From Salon:
Family sues New Jersey for right to put their child in gay conversion therapy
A New Jersey couple is fighting to put their child in a discredited therapy to "cure" him of his sexual identity
By Katie McDonough
A New Jersey couple is suing their state over a law banning so-called gay conversion therapy, which they say is a violation of their free speech rights, freedom of religion and ability to parent their child “free from unconstitutional government interference,” which in this case means putting a 15-year-old high school student through a medically discredited pseudotherapy intended to “cure” him of his sexual and gender identity.
According to the complaint, the couple’s teenage son began “experiencing gender identity disorder when he was around nine years old,” at which point he started to see a social worker who “helped him tremendously” with his gender identity and “unwanted same-sex attraction.”
At the recommendation of this social worker, the family then contacted Ronald Newman, a member of the anti-gay Christian counseling group National Association for Research & Therapy of Homosexuality, but the state ban on the discredited practice prevented them from going forward with the counseling.
“John Doe has a sincerely held religious belief and conviction that homosexuality is wrong and immoral, and he wanted to address that value conflict because his unwanted same-sex attractions and gender confusion are contrary to the fundamental religious values that he holds,” according to the complaint.
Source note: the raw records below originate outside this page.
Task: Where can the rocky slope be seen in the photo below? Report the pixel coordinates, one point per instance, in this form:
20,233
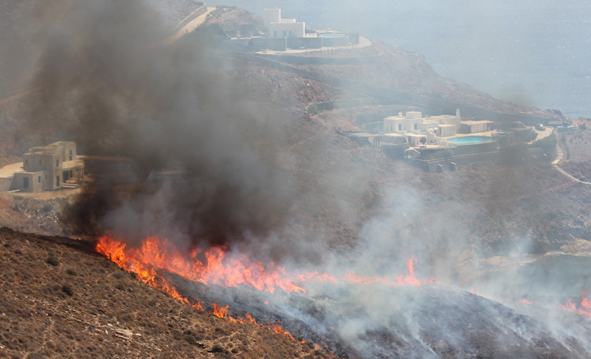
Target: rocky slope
60,299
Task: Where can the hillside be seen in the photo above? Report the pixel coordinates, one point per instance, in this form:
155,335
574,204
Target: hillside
59,299
225,154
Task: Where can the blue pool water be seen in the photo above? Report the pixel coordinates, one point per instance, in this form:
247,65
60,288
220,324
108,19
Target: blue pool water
470,140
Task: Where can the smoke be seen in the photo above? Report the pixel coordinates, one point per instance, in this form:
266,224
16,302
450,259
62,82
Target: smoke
167,109
212,162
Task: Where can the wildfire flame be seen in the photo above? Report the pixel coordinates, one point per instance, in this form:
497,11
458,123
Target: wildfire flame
219,311
277,328
583,307
156,254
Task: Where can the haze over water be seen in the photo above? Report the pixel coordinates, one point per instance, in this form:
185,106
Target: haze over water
528,52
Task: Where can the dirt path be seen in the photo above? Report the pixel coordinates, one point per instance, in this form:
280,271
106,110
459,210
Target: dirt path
559,169
187,28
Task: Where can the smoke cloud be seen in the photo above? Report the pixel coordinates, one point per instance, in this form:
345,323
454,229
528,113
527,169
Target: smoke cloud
209,164
167,109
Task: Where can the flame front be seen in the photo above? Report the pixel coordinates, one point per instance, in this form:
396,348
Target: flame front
156,254
583,307
160,254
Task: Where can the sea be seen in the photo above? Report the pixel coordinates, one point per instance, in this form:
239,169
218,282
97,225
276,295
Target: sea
529,52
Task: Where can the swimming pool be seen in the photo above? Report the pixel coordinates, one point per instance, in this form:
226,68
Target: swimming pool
470,140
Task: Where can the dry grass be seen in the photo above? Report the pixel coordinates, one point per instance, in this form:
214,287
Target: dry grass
102,312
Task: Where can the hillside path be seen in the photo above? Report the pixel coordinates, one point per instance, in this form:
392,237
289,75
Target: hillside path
559,169
187,28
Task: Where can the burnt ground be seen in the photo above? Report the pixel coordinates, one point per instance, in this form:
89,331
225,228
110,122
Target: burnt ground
60,299
433,321
63,300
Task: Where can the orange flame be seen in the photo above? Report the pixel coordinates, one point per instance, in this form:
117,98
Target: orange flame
250,319
160,254
219,311
277,328
222,269
583,308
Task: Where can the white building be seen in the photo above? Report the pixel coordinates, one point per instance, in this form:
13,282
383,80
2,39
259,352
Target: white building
433,129
279,27
476,126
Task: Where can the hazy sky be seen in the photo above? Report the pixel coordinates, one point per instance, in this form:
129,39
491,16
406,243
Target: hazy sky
533,52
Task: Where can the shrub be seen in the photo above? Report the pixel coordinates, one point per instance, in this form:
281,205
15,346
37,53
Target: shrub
68,290
53,261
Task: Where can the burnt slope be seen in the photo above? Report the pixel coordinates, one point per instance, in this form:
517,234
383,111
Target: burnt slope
59,299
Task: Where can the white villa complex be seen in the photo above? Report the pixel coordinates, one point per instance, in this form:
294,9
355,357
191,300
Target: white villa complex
279,27
435,130
414,126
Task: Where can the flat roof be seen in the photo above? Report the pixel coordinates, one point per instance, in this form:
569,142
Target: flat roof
475,122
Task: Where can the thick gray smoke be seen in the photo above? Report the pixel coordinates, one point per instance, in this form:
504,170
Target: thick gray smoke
209,165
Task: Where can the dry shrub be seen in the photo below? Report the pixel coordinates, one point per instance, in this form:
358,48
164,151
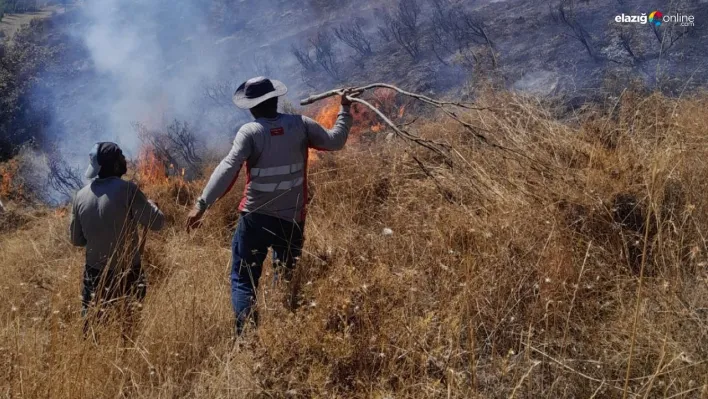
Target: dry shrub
514,272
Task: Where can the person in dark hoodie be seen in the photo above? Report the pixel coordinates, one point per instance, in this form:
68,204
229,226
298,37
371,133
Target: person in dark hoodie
104,219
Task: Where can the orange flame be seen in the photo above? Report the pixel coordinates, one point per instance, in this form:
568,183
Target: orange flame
364,119
150,169
401,112
8,186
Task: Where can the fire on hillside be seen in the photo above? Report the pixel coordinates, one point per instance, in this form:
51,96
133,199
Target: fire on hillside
364,119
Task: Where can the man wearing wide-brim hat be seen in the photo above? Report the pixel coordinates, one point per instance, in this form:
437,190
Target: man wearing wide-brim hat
274,147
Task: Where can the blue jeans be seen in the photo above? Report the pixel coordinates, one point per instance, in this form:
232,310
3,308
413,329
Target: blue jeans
255,233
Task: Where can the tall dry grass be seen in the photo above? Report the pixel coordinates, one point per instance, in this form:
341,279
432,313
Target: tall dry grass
573,265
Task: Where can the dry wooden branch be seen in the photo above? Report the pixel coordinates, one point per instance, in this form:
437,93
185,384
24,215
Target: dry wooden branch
425,99
436,147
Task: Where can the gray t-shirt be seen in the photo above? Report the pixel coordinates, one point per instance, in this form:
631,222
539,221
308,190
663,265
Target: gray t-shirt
104,219
275,152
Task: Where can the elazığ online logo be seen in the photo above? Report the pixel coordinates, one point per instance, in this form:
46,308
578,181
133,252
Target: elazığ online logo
657,18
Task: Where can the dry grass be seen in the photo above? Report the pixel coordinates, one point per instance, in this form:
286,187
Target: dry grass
505,276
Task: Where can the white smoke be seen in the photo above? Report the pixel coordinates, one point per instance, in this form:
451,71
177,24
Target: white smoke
148,62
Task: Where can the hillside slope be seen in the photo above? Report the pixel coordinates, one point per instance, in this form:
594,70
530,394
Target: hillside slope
573,264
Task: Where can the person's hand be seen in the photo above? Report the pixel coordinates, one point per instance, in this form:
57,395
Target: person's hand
194,219
350,92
The suit contends that the teenager has also struggled with depression and suicidal thoughts in the past, a sad and frightening fact since he doesn’t seem like he has the support necessary to seek the genuine help — including legitimate and medically credible therapy — that he needs any time soon.
Beyond Ex-Gay, a community of survivors of “sexual orientation change efforts” who abandoned the practice and the anti-gay, anti-trans worldview that comes with it, surveyed its members to find the top 10 reasons they entered ex-gay therapy in the first place, all of which, sadly, seem to be echoed in this case:
- To be a better Christian.
- I believed it was what God wanted me to do.
- I feared I would be condemned by God.
- The desire to fit in with everyone, to feel “normal.”
- Cultural pressure to conform to heterosexuality.
- Desire to please family and friends.
- I feared I would go to hell for being gay.
- Fear of losing family and friends.
- Misinformation of what it meant to be gay.
- Self-hatred & internalized homophobia.